Milan Šťovíček (* 27 January 1958 Litvínov) is a Czech politician, a Member of Parliament from 2010 to 2013, and Mayor of the North Bohemian town of Litvínov from 2006 to 2009, and again from 2010 to 2014. He became Deputy Mayor of Litvínov following the December 2014 municipal elections after his party came in fourth place. He is one of the most prominent opponents in North-West Bohemia of repealing the brown coal mining limits in Mostecko.

== Education and professional career ==
Šťovíček graduated from grammar school in 1977 and then worked as a zoologist at the District Museum in North-West Bohemian city of Most. He later studied at the Pedagogy Faculty of the University of Hradec Králové and taught at primary school in Meziboří u Litvínova.

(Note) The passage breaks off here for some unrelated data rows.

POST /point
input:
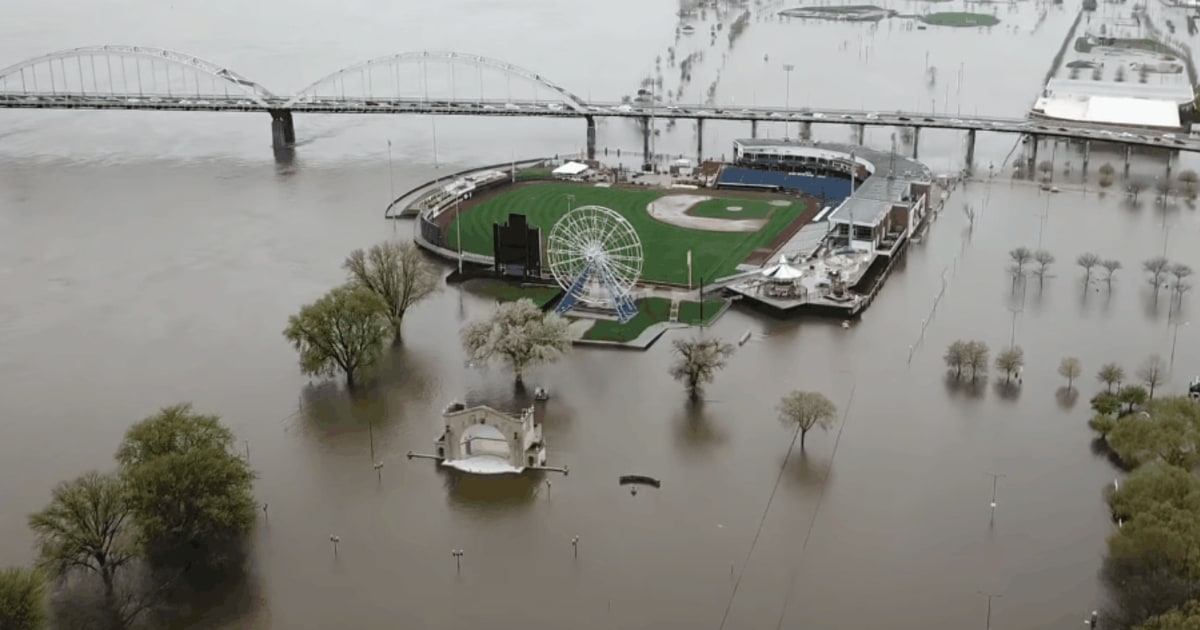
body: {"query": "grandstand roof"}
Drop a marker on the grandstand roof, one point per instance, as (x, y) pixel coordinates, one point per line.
(887, 185)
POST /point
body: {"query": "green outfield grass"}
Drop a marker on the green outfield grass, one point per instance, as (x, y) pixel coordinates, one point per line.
(665, 247)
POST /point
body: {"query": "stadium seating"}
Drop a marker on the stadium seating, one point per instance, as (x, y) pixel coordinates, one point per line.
(831, 190)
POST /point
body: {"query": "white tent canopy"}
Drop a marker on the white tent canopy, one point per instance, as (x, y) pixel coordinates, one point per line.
(783, 271)
(570, 169)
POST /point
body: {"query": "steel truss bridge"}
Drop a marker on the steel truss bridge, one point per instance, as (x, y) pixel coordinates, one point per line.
(445, 83)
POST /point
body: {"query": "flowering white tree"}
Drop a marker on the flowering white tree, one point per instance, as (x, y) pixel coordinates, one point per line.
(520, 334)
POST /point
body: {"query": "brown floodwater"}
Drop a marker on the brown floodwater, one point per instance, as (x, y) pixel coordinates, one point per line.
(154, 259)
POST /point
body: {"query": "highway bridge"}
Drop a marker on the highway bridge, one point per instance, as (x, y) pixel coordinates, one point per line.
(139, 78)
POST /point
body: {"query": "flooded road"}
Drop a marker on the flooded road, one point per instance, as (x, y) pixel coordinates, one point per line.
(154, 258)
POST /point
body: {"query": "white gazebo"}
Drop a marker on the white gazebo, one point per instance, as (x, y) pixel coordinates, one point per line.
(570, 171)
(783, 279)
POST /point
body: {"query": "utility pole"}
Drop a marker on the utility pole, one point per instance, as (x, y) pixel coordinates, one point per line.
(995, 479)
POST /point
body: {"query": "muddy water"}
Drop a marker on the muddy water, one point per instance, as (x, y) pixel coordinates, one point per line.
(150, 259)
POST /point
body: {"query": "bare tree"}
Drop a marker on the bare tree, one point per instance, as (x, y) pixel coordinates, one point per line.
(1111, 375)
(697, 361)
(519, 333)
(977, 358)
(1087, 261)
(807, 411)
(1009, 361)
(1110, 267)
(957, 357)
(1069, 369)
(1043, 259)
(1181, 271)
(1152, 373)
(395, 271)
(1157, 269)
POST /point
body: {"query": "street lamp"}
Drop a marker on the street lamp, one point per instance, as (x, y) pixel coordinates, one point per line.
(787, 99)
(1176, 339)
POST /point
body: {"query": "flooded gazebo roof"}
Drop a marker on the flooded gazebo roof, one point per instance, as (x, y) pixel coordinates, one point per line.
(783, 270)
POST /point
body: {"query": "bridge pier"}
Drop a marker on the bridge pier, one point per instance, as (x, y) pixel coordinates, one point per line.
(283, 131)
(971, 135)
(592, 137)
(646, 143)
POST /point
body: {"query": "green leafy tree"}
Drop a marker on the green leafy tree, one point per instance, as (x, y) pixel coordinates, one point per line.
(1011, 361)
(696, 364)
(84, 528)
(397, 274)
(1169, 432)
(190, 493)
(957, 357)
(1132, 396)
(808, 411)
(1111, 375)
(520, 334)
(342, 330)
(1069, 369)
(22, 599)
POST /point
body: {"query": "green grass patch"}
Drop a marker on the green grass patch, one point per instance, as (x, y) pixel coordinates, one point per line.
(649, 311)
(665, 247)
(960, 19)
(508, 293)
(721, 209)
(689, 312)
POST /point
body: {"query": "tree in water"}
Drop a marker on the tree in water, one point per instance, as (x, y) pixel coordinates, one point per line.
(1011, 361)
(191, 496)
(1069, 369)
(1152, 373)
(957, 357)
(22, 599)
(1110, 375)
(520, 334)
(1181, 271)
(1044, 259)
(1157, 269)
(1087, 261)
(342, 330)
(85, 529)
(1020, 257)
(397, 274)
(977, 359)
(807, 411)
(697, 361)
(1110, 267)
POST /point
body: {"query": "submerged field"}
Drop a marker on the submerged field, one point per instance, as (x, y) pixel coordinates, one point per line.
(665, 246)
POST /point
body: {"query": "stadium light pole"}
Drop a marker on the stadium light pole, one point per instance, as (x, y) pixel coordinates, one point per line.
(787, 99)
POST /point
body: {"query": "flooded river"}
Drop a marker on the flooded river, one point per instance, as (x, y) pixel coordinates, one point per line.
(154, 258)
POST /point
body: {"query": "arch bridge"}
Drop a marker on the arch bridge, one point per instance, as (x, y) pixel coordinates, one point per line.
(442, 83)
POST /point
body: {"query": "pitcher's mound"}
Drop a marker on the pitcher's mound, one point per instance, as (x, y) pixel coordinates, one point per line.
(672, 209)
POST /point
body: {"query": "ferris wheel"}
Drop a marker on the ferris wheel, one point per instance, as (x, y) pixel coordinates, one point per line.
(597, 257)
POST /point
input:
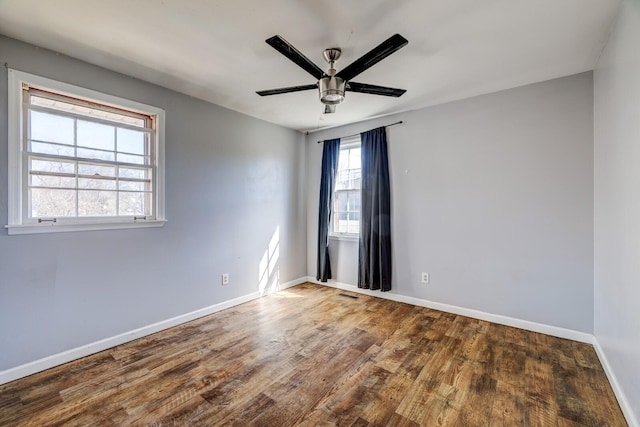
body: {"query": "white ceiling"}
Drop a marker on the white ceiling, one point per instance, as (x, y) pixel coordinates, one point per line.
(215, 49)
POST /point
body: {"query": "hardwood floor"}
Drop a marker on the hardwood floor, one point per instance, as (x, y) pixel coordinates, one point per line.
(309, 356)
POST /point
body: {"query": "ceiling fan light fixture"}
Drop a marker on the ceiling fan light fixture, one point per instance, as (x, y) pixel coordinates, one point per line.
(331, 90)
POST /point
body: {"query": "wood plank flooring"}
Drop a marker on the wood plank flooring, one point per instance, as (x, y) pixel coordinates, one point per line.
(308, 356)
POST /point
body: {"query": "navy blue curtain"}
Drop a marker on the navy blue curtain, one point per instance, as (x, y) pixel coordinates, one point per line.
(330, 154)
(374, 257)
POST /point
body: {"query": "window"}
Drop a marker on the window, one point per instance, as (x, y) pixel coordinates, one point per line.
(81, 160)
(346, 200)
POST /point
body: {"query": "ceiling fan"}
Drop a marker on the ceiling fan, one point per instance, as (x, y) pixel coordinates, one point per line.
(332, 85)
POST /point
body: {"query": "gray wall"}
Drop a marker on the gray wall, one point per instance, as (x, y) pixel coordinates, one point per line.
(231, 181)
(617, 203)
(493, 196)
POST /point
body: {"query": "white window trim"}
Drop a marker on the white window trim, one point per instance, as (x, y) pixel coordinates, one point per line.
(345, 143)
(15, 173)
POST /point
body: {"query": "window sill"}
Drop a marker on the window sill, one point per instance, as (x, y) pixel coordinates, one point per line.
(345, 237)
(88, 226)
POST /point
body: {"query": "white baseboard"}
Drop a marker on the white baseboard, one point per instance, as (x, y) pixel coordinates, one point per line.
(97, 346)
(476, 314)
(624, 403)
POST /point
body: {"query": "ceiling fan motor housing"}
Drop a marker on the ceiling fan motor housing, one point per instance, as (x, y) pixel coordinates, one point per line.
(331, 90)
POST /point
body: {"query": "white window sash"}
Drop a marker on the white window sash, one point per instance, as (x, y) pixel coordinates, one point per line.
(18, 176)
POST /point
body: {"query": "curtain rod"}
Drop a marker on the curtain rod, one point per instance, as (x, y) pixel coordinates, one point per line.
(356, 134)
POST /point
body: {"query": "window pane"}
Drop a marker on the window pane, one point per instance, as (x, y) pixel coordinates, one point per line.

He became principal of this school in 1990. In 1992 he became the principal of the specialist secondary school for environmental protection and renewal Schola Humanitas in Litvínov.

== Political career ==
In 2001 Šťovíček joined the ODS and was elected Deputy Mayor of Litvínov on its ticket in June 2003 and later mayor. In March 2009 he was removed from the mayoralty by his own party colleagues after which he returned to Schola Humanitas. In October 2009 he resigned from functions and terminated his membership in ODS.

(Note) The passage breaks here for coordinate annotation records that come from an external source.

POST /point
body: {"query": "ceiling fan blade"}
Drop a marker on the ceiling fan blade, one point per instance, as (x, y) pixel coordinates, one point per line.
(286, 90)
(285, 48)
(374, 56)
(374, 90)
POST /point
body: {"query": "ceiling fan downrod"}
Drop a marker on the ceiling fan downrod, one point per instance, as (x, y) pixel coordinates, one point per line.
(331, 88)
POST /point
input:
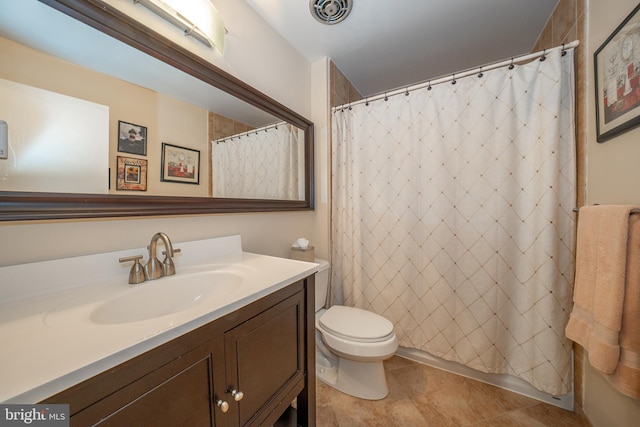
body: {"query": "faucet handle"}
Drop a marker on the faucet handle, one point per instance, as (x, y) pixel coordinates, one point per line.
(137, 273)
(168, 265)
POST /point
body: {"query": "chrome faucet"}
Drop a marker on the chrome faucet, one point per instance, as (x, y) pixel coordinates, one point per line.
(154, 268)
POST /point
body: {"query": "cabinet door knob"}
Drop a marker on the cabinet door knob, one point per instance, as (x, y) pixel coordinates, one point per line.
(224, 406)
(237, 395)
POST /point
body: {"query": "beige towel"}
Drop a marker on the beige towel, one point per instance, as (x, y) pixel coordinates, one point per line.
(626, 378)
(607, 268)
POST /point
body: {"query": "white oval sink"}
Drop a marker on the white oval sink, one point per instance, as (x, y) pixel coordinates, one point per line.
(165, 296)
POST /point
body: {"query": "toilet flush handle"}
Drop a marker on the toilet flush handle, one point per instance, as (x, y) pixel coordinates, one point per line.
(224, 406)
(237, 395)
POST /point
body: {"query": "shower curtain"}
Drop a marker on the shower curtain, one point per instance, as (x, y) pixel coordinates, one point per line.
(452, 217)
(262, 164)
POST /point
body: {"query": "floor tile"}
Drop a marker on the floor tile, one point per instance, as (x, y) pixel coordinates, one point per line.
(423, 396)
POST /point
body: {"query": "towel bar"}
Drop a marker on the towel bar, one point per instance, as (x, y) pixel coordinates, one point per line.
(635, 210)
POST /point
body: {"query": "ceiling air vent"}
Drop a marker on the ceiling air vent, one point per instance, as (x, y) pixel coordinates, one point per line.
(330, 11)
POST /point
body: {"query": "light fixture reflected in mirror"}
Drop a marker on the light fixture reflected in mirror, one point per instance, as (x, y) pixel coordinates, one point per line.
(197, 18)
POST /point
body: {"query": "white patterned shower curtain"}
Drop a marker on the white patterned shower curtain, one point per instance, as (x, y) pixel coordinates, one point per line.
(262, 164)
(452, 217)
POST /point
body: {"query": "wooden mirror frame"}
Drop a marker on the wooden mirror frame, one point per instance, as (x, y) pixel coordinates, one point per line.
(17, 206)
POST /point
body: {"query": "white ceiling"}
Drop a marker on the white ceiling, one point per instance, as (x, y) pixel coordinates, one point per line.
(388, 44)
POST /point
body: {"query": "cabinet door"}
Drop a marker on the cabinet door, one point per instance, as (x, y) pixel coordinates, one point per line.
(179, 393)
(265, 361)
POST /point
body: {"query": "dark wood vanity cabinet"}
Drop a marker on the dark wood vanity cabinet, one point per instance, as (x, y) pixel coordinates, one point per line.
(244, 369)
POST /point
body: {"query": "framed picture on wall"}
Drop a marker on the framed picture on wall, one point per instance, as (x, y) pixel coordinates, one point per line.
(617, 73)
(180, 164)
(132, 174)
(132, 138)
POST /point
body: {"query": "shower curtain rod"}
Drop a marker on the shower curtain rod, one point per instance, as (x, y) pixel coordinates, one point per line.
(240, 135)
(454, 76)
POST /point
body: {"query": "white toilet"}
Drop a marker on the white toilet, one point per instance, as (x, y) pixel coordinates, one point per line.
(351, 344)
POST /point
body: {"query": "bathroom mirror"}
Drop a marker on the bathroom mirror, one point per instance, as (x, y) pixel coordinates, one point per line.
(192, 81)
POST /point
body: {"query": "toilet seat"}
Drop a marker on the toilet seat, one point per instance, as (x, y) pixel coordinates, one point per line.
(354, 324)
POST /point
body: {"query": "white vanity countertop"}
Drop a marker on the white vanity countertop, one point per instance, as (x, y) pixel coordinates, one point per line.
(49, 342)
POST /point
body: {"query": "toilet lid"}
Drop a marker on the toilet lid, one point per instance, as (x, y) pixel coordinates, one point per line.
(355, 323)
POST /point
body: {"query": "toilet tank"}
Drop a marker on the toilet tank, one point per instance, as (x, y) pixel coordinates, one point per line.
(322, 283)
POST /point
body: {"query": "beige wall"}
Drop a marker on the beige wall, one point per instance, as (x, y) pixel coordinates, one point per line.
(287, 80)
(612, 176)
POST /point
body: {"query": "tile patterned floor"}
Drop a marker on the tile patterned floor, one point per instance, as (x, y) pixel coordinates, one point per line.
(423, 396)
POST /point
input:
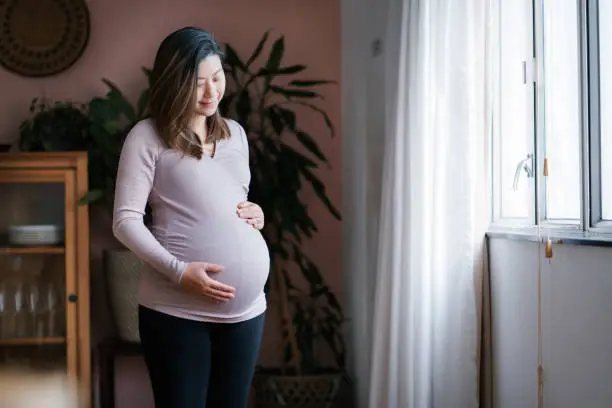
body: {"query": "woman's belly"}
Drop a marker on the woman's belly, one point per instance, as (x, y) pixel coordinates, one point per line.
(225, 240)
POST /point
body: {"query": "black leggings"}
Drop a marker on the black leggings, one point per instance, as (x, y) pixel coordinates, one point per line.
(196, 364)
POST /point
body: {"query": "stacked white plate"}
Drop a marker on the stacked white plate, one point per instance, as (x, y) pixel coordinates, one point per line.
(36, 234)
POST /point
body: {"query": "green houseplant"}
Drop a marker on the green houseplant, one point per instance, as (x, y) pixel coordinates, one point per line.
(263, 98)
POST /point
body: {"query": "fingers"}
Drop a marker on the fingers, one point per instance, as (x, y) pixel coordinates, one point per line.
(256, 222)
(222, 287)
(249, 212)
(219, 295)
(214, 268)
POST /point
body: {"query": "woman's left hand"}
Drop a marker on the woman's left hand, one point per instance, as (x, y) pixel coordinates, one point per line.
(252, 213)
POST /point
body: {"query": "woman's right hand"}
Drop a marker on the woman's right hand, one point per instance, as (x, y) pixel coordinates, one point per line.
(196, 279)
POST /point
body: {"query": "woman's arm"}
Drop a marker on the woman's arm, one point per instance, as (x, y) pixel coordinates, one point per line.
(134, 183)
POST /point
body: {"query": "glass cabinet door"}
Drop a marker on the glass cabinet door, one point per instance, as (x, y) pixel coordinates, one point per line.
(37, 270)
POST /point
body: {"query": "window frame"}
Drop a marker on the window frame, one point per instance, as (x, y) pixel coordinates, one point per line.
(590, 222)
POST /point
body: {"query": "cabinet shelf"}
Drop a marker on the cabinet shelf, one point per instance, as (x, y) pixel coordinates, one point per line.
(32, 250)
(32, 341)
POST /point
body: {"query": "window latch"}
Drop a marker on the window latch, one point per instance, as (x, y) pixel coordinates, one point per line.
(525, 165)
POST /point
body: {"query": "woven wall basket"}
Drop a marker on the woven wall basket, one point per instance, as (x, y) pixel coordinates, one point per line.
(42, 37)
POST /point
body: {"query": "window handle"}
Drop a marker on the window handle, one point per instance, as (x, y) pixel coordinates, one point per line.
(525, 165)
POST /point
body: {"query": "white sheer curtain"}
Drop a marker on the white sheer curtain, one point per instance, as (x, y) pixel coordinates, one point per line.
(422, 346)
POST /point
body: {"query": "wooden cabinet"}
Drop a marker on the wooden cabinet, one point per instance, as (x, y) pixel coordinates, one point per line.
(44, 265)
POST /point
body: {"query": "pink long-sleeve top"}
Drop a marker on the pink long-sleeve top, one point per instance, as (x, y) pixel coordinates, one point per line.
(194, 207)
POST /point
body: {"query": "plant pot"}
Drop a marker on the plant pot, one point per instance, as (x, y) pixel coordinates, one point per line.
(274, 390)
(122, 271)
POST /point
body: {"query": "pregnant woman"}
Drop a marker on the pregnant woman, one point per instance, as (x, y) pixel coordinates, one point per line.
(201, 298)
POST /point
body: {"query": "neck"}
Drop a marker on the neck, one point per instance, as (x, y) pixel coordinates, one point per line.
(198, 126)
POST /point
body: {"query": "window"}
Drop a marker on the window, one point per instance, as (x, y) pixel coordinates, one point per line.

He has long been an opponent of efforts to repeal the coal mining limits in the vicinity of Litvínov which would result in mining operations at the Czechoslovak Army Mine encroaching within 500m of homes in the city. In May 2010 he was elected the lead regional candidate of the newly formed political party Věcí veřejné in the Ustí region to the Chamber of Deputies of the Parliament of the Czech Republic. From May 2011 he was party deputy leader and in November 2010 he was returned to the post of mayor of Litvínov for the party in municipal elections. In April 2012 he resigned as deputy leader of Věci veřejné and on 1 November 2012 he was kicked out of the party because even after his departure from the party he continued to support the government of Petr Nečas. In April 2013 he joined the parliamentary grouping of TOP 09 and Mayors and Independents and later became a signed-up member.

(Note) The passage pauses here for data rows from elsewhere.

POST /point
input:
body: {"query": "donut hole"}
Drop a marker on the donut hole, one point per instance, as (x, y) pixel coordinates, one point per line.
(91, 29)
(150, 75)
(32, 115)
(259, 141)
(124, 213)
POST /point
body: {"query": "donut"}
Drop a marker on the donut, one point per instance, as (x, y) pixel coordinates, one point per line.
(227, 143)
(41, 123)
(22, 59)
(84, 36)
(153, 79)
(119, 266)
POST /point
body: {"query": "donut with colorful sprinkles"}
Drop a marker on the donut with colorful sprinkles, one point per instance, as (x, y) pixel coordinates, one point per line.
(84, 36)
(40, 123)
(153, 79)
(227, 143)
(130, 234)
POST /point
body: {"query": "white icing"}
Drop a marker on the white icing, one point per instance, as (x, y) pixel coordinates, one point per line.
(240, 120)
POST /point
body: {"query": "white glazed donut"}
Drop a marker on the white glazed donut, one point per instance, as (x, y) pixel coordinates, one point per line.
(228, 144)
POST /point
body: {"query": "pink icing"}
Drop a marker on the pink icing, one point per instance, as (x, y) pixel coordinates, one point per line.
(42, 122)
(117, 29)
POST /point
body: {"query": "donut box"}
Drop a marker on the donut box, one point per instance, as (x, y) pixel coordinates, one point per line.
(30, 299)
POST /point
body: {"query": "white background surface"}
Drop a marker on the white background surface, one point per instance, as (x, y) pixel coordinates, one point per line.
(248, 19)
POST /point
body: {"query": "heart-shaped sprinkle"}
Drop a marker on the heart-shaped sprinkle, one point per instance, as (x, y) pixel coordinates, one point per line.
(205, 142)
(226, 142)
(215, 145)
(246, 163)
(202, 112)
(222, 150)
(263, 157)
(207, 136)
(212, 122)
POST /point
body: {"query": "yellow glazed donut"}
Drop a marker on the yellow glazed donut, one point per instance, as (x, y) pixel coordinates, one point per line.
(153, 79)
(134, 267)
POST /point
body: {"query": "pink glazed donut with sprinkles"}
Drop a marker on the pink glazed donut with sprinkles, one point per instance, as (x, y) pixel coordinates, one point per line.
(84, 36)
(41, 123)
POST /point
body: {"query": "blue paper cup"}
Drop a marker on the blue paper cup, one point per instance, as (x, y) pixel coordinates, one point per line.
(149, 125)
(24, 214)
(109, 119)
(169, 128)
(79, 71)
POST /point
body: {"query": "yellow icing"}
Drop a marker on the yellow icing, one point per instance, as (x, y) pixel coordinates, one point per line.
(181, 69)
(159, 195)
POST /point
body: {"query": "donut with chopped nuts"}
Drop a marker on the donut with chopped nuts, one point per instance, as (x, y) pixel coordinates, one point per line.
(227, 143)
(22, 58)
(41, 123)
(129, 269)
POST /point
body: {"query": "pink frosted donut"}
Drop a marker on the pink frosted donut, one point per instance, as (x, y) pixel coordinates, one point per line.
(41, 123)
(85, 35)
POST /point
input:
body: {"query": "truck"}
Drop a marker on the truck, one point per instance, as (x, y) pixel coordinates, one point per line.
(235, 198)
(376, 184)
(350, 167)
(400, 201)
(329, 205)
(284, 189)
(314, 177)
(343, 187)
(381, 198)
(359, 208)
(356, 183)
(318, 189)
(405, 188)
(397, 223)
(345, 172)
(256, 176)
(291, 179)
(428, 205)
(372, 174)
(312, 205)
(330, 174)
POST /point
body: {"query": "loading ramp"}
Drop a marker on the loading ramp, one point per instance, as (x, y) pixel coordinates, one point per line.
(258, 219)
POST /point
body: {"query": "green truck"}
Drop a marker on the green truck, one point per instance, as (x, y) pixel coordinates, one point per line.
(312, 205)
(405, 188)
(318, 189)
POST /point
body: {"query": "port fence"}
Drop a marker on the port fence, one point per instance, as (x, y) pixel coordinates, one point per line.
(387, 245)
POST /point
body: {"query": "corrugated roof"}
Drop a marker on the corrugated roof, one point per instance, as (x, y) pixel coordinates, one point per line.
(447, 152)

His greatest political success was the removal of the expropriation clause from the Mining Act - he had earlier pushed for this point in the coalition agreement between ODS, TOP 09 and Věci veřejné and subsequently its passage through parliament (including over-ruling the veto of President Václav Klaus). Without the expropriation clause, mining companies cannot obtain the houses and land of local people without their consent. People in towns threatened by demolition because of coal mining (Horní Jiřetín and Černice in North-West Bohemia, as well as Karviná - Staré Město in East Moravia) are now thus protected from forced removal.

Opponents of the removal of the expropriation clause in the lower house of parliament (particularly MP Milan Urban) mockingly christened the amendment of the Mining Act "Lex Šťovíček".

In the municipal elections of 2014 Šťovíček defended his position as a town councilor in Litvínov when he led the ticket for Mayors and Independents. However, the movement came in fourth place and Šťovíček was hence unable to continue as mayor. He was, however, elected second deputy mayor.